Solange ich politische Gestaltungsmöglichkeit habe, unterschreibe ich keine Bürgerbeteiligungsinstrumente, denn ich bin als Politiker gewählt und habe meine Gestaltungsinstrumente. Ich halte das Volksbegehren vom Inhalt her für wenig überraschend, denn dem meisten, was da drinnen steht, liegt unsere Verfassung zugrunde, die ich schätze und auf die ich angelobt bin.

Der oberösterreichische Judoka Shamil Borchashvili hat in Tokyo eine Olympia-Medaille gewonnen. Haben Sie ihm schon persönlich gratuliert?
Klar habe ich das gemacht. Wir haben uns schon per WhatsApp ausgetauscht. Wir investieren in den Spitzensport aus guten Gründen  sehr viel, aber es ist letztlich immer eine Frage, wie viel Einsatz der- oder diejenige zeigt. Das ist eine Einstellung, die insgesamt in der Gesellschaft wichtig ist.  

Shamil Borchashvili kam als tschetschenischer Flüchtling nach Wels. Was kann man daraus ableiten zur aktuellen Asyldebatte?
Man kann ableiten, dass es immer darauf ankommt, ob ich mich dort, wo ich eine neue Heimat suche, wirklich integrieren will. Bin ich bereit, die Sprache zu erlernen, die Grundwerte, die dort gelebt werden, zu akzeptieren? Außerdem kann man daraus lernen, dass man nie generalisieren darf. Es gibt nicht die Gruppe X oder Y oder die Herkunft Sowieso, sondern es hängt immer von der Person ab. Personen, die hier heimisch werden wollen, müssen wir fördern und ihnen Angebote machen. Aber wir müssen auch deutlich einfordern, dass akzeptiert wird, wie wir hier leben. Dass mit uns gelebt wird und kein Gegenmodell entwickelt wird. Und bei denen, die das nicht wollen, müssen wir klar sagen: Ende der Fahnenstange.

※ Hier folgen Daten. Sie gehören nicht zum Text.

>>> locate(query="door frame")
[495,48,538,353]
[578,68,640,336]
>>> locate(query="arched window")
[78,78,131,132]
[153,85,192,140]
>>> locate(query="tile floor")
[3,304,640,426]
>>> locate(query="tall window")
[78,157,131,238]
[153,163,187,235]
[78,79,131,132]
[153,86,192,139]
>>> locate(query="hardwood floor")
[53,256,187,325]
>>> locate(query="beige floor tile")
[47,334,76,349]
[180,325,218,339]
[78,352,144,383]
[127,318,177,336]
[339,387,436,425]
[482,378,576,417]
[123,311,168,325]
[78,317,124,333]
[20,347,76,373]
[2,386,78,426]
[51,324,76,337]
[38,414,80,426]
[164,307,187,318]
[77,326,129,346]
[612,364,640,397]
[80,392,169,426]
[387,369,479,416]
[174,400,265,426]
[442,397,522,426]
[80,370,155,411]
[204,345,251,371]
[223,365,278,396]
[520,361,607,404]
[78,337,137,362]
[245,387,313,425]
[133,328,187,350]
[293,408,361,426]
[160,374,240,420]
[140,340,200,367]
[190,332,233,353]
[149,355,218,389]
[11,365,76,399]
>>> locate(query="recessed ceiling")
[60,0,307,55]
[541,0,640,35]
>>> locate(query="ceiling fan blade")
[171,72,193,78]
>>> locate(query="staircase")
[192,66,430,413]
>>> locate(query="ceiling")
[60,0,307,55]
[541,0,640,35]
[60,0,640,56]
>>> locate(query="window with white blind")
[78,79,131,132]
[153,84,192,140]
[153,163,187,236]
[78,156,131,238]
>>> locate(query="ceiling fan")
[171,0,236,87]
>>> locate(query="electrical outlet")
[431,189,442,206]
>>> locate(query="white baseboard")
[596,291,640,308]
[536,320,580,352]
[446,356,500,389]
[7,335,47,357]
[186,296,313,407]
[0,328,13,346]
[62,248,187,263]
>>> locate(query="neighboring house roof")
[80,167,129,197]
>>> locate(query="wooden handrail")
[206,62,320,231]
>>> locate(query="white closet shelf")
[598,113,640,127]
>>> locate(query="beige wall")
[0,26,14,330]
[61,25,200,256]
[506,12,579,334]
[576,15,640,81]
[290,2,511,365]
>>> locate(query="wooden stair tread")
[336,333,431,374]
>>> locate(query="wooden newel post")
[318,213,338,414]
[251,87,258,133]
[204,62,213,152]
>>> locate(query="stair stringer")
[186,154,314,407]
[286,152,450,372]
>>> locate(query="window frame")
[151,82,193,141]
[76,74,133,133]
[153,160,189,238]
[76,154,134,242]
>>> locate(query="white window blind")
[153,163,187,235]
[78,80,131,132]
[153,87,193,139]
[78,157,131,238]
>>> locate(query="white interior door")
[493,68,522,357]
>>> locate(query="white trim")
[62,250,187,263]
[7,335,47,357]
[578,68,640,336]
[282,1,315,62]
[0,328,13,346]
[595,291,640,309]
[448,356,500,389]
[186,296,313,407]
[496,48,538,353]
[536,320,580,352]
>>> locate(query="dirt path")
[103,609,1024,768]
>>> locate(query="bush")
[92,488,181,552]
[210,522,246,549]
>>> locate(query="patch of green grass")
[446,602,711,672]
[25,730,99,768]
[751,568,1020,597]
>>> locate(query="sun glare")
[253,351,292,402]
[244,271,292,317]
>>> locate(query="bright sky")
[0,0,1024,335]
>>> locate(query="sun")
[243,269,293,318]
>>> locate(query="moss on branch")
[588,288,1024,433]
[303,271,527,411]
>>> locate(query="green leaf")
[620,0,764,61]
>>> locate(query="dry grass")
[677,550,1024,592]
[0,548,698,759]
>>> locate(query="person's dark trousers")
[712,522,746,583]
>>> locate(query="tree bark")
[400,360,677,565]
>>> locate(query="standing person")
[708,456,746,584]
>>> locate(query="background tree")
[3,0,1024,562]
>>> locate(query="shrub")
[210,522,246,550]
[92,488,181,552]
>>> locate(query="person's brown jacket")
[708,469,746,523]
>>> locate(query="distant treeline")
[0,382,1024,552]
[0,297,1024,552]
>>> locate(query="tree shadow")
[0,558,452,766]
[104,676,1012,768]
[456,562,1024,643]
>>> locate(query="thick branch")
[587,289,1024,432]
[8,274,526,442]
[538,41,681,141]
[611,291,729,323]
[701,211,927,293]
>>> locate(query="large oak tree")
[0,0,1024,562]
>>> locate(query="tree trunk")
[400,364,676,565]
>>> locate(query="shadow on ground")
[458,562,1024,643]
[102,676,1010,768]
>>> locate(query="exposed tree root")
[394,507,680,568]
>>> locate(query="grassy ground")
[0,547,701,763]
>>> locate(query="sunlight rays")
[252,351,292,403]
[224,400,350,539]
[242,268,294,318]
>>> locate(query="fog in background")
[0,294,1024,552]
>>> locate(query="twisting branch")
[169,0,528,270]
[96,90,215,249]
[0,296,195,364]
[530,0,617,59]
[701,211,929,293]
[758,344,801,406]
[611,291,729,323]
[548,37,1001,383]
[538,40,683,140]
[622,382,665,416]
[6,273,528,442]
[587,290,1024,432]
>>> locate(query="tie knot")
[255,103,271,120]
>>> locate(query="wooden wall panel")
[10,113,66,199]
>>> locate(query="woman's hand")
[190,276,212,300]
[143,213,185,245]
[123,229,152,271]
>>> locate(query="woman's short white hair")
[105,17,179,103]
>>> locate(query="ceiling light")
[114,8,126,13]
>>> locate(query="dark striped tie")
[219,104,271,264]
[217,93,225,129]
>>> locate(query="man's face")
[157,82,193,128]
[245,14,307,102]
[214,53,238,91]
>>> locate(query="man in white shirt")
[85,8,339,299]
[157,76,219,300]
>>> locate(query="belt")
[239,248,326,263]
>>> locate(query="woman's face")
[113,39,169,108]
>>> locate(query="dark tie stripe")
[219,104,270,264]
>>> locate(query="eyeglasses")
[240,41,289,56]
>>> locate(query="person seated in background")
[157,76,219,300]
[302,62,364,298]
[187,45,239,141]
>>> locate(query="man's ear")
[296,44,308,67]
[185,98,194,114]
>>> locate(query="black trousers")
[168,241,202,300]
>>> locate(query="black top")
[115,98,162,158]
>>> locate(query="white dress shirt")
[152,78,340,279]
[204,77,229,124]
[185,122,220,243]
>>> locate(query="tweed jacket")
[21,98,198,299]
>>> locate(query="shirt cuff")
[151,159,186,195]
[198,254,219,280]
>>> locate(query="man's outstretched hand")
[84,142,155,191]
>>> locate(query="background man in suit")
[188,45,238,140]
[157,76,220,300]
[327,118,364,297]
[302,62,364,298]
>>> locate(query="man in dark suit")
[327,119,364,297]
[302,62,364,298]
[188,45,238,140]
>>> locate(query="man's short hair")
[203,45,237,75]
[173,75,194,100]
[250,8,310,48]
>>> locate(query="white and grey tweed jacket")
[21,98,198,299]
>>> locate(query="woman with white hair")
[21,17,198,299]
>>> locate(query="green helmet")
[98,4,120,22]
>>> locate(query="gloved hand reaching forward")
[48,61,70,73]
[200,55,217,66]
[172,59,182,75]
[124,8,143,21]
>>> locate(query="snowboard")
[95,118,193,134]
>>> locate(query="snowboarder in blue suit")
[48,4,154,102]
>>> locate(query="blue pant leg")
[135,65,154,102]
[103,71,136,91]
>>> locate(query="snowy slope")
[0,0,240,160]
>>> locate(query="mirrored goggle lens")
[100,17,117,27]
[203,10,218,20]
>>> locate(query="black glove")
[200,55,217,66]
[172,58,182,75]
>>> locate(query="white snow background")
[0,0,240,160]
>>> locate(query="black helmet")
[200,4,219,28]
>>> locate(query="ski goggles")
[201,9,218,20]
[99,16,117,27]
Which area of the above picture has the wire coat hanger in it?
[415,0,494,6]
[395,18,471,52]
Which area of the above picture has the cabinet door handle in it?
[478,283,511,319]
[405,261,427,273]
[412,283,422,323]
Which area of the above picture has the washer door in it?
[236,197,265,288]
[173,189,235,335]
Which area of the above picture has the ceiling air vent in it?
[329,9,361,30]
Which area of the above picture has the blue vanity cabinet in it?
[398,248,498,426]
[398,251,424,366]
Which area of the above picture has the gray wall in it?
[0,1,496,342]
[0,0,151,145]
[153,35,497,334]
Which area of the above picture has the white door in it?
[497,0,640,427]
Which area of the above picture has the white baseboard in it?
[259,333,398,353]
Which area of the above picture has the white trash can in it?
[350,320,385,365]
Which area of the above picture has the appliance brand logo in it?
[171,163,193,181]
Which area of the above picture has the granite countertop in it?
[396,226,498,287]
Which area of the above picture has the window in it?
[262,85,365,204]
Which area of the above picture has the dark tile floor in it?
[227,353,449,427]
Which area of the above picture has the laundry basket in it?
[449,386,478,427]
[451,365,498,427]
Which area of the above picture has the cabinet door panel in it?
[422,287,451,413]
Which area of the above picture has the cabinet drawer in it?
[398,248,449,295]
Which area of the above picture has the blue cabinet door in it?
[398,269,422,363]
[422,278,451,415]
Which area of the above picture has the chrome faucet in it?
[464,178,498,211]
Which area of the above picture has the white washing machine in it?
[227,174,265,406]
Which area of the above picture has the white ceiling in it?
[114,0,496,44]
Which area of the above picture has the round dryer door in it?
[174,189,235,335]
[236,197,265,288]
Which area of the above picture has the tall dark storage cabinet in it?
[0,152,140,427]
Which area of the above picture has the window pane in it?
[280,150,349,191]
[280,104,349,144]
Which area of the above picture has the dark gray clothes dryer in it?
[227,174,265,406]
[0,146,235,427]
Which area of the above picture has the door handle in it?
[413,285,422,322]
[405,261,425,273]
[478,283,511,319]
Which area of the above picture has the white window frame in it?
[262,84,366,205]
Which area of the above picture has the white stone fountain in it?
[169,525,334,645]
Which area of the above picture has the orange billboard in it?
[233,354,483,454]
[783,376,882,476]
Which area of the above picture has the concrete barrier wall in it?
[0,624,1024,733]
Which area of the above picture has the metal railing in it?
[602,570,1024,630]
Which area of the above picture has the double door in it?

Corona, Klimakrise, Justiz-Kritik oder das Wiederaufflammen der Migrationsproblematik: Welches dieser Probleme hat das Zeug dazu, Ihr Wahlergebnis am 26. September am stärksten beeinflussen?
Aus Sicht der meisten Menschen ist das massivste Thema, ob der Arbeitsplatz gesichert ist und sich der wirtschaftliche Standort so weiterentwickelt, dass unsere Lebensplanung für die ganze Familie in den nächsten Jahren Perspektiven hat. Es läuft wirklich sehr gut, wir haben Beschäftigungsrekord in Oberösterreich. Aber die Krise ist noch nicht vorbei ist. Eine gewisse Anspannung hat man in der Politik immer, sonst wäre man fehl am Platz.